Die Rendite aus dem Geschäft Wohnungsvermietung und -verwaltung ist vergleichsweise gering; hohe Renditen sind dagegen aus Verkäufen zu erzielen, vor allen Dingen, wenn man Wohnungen zu einem Fünftel ihres Verkehrswertes erwirbt und dann zu eben diesem Verkehrswert verkauft, nicht einzeln, sondern zum Verkehrswert der Anteile an der Kapitalgesellschaft, in der die Wohnungen gehalten werden.

Hierzu ein Zitat aus einem Artikel in der „Welt“ vom 4. März 2000 über den Vorstandsvorsitzendenden der WCM Immobilienund Beteiligungsgesellschaft, Dr.
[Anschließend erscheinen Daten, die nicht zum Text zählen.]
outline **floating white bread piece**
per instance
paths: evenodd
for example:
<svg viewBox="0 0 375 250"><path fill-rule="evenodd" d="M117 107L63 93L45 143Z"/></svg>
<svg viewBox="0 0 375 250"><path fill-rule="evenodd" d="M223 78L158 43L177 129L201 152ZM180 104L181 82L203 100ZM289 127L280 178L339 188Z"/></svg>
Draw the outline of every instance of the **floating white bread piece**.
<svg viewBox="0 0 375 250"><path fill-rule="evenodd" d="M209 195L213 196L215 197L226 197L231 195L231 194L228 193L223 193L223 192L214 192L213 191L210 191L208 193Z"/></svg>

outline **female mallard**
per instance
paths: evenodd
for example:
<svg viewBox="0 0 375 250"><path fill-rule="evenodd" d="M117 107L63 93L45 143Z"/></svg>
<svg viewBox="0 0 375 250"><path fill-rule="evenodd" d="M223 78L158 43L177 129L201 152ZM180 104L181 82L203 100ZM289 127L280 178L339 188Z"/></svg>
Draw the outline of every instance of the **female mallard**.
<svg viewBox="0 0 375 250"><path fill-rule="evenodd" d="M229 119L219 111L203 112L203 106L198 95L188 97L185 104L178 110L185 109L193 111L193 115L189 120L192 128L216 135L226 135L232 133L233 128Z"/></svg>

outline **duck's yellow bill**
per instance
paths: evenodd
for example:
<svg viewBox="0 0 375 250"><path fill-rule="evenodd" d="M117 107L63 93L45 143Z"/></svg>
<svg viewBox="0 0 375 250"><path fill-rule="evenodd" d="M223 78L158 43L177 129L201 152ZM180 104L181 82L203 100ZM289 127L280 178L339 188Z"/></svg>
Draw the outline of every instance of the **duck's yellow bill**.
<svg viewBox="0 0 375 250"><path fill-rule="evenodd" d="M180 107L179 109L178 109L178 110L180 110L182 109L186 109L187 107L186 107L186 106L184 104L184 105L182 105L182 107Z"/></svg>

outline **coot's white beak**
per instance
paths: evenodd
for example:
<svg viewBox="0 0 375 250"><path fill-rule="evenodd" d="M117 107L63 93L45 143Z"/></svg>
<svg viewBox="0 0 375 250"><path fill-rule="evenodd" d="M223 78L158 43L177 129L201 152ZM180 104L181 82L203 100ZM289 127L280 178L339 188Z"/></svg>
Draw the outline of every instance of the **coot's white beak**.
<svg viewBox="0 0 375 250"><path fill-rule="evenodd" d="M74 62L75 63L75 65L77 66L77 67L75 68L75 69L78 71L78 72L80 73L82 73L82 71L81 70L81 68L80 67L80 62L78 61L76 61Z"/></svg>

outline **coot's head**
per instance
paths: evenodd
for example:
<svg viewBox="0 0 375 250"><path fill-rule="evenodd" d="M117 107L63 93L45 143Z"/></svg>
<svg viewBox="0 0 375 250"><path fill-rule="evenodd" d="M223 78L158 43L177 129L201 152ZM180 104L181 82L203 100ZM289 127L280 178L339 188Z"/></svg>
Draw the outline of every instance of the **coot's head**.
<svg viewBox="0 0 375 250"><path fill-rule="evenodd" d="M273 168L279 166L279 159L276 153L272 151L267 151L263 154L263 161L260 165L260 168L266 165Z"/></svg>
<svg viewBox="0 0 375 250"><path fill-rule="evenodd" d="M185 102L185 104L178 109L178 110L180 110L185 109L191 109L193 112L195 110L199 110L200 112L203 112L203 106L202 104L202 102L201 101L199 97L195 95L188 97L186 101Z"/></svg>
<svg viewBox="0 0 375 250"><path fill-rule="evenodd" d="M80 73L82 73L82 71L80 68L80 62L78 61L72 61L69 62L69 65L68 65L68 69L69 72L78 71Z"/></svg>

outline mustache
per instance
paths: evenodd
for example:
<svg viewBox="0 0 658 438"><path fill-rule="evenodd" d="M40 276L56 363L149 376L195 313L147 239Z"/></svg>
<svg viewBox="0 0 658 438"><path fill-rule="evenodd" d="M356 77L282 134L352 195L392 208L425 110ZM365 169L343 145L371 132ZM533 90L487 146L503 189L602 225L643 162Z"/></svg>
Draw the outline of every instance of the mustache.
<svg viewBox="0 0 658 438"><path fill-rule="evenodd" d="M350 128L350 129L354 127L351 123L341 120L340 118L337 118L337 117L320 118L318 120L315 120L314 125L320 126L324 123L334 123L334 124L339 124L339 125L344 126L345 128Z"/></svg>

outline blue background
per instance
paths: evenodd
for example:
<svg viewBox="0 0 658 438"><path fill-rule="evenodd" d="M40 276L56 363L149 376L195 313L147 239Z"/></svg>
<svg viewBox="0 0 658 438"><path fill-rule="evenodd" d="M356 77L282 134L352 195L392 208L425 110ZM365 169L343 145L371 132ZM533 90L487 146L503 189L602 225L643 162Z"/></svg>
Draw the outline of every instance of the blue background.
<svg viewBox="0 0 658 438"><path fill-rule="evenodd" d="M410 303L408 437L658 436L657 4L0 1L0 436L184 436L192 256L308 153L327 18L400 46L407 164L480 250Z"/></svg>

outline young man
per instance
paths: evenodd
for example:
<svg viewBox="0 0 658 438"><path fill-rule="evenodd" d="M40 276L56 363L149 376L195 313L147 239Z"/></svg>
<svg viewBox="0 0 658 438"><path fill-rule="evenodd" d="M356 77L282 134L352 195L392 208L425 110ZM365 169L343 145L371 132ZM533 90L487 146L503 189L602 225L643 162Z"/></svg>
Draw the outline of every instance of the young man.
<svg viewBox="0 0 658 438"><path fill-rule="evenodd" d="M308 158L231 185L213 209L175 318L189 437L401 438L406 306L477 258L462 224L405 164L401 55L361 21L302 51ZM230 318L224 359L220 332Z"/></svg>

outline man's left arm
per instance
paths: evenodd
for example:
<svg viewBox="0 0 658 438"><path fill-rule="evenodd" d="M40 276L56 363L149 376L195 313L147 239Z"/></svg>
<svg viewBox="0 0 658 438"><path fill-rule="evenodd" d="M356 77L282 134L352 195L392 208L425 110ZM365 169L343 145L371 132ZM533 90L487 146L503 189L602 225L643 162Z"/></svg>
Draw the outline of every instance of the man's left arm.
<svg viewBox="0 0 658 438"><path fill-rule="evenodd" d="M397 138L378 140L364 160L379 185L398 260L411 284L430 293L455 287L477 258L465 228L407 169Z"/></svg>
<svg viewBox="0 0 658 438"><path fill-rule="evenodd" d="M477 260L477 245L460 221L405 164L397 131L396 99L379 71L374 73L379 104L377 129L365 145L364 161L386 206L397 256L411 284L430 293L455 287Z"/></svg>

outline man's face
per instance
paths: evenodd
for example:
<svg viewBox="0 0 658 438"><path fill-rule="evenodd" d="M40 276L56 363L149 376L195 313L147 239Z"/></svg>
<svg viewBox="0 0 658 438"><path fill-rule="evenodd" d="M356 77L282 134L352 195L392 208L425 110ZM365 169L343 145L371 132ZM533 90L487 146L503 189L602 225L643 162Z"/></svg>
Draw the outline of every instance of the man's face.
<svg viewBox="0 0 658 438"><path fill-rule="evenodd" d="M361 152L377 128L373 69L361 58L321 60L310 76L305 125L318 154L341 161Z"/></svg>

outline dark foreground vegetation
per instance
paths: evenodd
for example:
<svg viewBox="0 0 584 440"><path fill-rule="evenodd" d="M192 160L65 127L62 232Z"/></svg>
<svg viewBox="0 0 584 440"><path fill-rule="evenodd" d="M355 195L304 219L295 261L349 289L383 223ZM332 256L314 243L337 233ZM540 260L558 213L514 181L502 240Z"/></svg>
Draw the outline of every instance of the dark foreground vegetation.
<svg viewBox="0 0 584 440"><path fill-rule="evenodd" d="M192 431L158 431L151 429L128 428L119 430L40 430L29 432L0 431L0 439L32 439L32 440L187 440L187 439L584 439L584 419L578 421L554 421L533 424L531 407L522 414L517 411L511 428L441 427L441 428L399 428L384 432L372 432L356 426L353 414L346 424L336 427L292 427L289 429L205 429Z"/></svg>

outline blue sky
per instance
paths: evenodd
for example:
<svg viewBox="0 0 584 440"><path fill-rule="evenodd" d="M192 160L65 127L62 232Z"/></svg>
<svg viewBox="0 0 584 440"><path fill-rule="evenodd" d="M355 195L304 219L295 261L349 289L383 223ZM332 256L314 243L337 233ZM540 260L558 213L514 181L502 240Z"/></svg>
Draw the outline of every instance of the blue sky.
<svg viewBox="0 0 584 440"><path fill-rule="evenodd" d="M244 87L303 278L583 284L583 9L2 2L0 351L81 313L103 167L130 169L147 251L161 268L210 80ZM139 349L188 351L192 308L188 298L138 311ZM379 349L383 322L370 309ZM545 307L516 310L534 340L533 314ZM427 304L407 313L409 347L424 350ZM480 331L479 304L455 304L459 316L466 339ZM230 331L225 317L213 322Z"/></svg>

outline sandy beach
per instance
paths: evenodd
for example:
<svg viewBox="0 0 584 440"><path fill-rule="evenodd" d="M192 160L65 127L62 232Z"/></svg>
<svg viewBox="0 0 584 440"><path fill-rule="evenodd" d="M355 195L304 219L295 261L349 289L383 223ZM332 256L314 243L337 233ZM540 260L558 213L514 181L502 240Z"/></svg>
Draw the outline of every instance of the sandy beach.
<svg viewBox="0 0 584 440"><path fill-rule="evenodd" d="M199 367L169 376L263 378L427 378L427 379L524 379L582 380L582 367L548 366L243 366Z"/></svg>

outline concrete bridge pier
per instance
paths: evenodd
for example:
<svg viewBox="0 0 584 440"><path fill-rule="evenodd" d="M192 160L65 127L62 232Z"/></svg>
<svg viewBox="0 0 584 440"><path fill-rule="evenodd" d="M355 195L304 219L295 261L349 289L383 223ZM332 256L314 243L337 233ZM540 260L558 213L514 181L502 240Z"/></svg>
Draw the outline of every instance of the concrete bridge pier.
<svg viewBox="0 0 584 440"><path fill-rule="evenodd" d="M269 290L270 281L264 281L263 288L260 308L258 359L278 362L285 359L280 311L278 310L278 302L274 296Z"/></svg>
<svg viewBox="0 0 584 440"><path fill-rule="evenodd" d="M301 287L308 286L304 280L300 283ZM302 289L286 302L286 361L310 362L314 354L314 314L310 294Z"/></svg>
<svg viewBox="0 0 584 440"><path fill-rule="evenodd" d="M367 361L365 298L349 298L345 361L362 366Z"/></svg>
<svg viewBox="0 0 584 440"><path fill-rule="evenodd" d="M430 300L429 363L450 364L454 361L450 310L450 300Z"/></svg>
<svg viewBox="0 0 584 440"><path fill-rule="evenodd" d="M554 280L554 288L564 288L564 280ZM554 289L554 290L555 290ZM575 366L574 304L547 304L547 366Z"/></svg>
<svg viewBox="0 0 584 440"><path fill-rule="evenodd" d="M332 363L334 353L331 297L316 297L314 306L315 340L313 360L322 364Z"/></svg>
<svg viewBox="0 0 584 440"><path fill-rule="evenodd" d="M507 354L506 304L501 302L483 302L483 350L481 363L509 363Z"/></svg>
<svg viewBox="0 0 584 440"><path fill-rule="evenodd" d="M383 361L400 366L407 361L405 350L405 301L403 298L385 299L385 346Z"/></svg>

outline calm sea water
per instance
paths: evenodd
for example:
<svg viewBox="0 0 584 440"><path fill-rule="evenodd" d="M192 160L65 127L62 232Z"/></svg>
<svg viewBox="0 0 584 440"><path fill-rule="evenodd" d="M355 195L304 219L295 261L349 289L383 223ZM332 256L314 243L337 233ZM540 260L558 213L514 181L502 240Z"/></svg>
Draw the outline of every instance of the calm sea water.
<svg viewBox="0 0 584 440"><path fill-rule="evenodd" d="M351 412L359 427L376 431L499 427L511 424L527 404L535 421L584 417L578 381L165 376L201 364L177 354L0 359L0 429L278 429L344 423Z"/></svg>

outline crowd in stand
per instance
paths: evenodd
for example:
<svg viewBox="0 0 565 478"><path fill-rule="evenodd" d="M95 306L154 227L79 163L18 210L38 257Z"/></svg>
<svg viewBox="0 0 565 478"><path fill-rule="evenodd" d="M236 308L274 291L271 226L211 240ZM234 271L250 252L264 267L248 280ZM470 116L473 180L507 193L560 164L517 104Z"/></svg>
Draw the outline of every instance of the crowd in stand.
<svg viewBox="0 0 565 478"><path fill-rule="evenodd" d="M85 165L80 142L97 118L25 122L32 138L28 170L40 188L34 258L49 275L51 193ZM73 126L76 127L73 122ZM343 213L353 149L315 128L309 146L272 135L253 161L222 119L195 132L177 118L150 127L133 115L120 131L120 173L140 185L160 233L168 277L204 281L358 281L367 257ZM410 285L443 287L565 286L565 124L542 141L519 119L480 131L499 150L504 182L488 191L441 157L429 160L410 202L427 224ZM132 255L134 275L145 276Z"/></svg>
Lutz Ristow. Vielleicht lesen Sie das einmal nach, weil die Geschäftspraktiken der Immobilien-AGs alle identisch sind. Dort heißt es:

„Was will die WCM mit Wohnungen? - Der Wertehebel - so Ristow - liegt in den ehemals gemeinnützigen Wohnungsgesellschaften. Mit der Abschaffung der Gemeinnützigkeit erhielten sie ein wertvolles Abschiedsgeschenk: Der Wert der Immobilien, die abgeschrieben damals vielleicht mit 200 DM pro Quadratmeter in den Büchern standen, konnte auf den Teilwert hochgeschrieben werden, Veräußerungserlöse sind daher bis zur Höhe des Teilwerts steuerfrei.“

Weiter heißt es wörtlich:

„Das eigentliche Geschäft... beginnt jedoch erst. Denn die knappen Haushaltskassen zwingen die öffentliche Hand zunehmend, sich von ihren Wohnungsbeständen zu trennen. Und die Unternehmensteuerreform eröffnet Immobilien-AGs neue Möglichkeiten, weil künftig Tochtergesellschaften steuerfrei veräußert werden können.“

Liebe Kolleginnen und Kollegen, Immobilien-AGs übrigens von uns gar nicht bestritten - sind Wirtschaftsunternehmen und Wirtschaftsunternehmen sind

(Wolfgang Kubicki)

Werkzeuge, um Hindernisse auf dem Weg zum Gewinn zu überwinden. Sie glauben doch nicht etwa im Ernst, B&L würde auf die möglichen Erträge aus der Verwertung der LEG-Anteile verzichten, ja überhaupt verzichten können! So etwas können nur Leute glauben, die 1,1 Milliarden DM für 216 Millionen DM weggeben.

(Beifall bei FDP und CDU)

Angesichts der Dimension der Verfehlung des strategischen Ziels, den Ausverkauf der LEG-Wohnungen zu verhindern, fallen die anderen Ziele kaum mehr ins Gewicht. Deshalb komme ich jetzt zu meinem rationalen Begründungsversuch für das Versagen der Regierung beim LEG-Verkauf.

Im Haushaltsgesetz 2001 erhielt der Finanzminister die Ermächtigung, LEG-Anteile zu verkaufen; 210 Millionen DM Einnahmen stellte er schon vorsorglich in den Haushalt ein und die Insolvenzbilanz 2001 war damit schöngerechnet.